Ticketsnow.com has been selling tickets to sold-out events since 1999, but it recently extended its e-commerce functionality to the mobile environment. However, some mobile browsers have sluggish speeds and operational problems that could deter consumers.

To avoid this issue, Ticketsnow.com turned to Seattle-based mPoria’s flagship service GoMobile!, a solution that allows retailers to build their own mobile-shopping site. Using a cell phone or mobile device, shoppers can research, compare prices and purchase brand-name products directly from the palms of their hands.

“People have their cell phones with them 24 hours a day,” Domek said. “So instead of waiting for a customer to get to a computer, we can be always readily available to them.”

Ticketsnow.com may not be seeing an overwhelming response yet, but it’s steadily growing, Domek said.
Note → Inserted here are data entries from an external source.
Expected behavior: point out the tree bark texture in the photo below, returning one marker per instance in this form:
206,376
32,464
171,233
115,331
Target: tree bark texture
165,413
“We’re not focusing on the conversion rate right now; we want to be a leader in this landscape,” he said. “We also haven’t had a massive marketing campaign out there, so a lot has been happening organically.”

Ultimately, the company wants to be considered a “mobile concierge” that can offer all ticket information to customers. It also plans to send text-message alerts and coupons to key demographics through regional-targeting solutions.

“We are going to take it as far as the platform lets us,” Domek said. “We like to live by the idea that if something works, we are going to throw all of the money at it. If it’s good eating, we’ll eat all we can.”

Ticketsnow.com isn’t the only one helping itself. Realizing that its consumers are likely to have devices that allow them to surf the Internet, GameStop of Grapevine, Texas, is also testing the m-commerce waters.

GameStop’s EBGames.com site, maintained by mPoria, allows consumers to view its catalog, access site information, pre-order and shop. GameStop also has a reformatted checkout interface for mobile devices. Instead of forcing shoppers to thumb-in cumbersome shipping information, the interface automatically pulls up the user’s address through her phone number. Credit-card information is not stored for security reasons.

John Brittel, VP of e-commerce and direct marketing at GameStop, said that the company’s main initiative is to drive sales to the store.

“E-commerce is exciting, but the immediacy of driving customers to stores is amazing,” Brittel said.

“In the gaming industry, it’s all about getting the product as soon as possible,” he said. “While that is a disadvantage of e-commerce in general—a delay due to shipment—we want to get the customer into the store to close that sale right away.”

GameStop is also exploring how to initiate product reservations, notifications and availability functions. It plans to beef up its search capabilities and add a feature that sends item recommendations to friends, too.

In the meantime, GameStop is learning how its m-consumers shop.

“Like our e-commerce site, a lot of our traffic is research-based. They are inquiring about pre-releases and when products hit stores,” Brittel said. “What we found in the mobile category is that there seem to be more inquiries about catalog purchases—those looking for niche games— rather than pre-release products.”

Now that the iPhone is setting a new foundation for the future, m-commerce could be on the horizon for more retailers nationwide.

“I think it’s eventually going to meet up with traditional in-store shopping,” Brittel said.

“We are channel-agnostic, but given our limited resources, we have to prioritize the technology and services we adopt,” he said. “This offers us the marketing and revenue opportunities that puts us in front of our competitors.”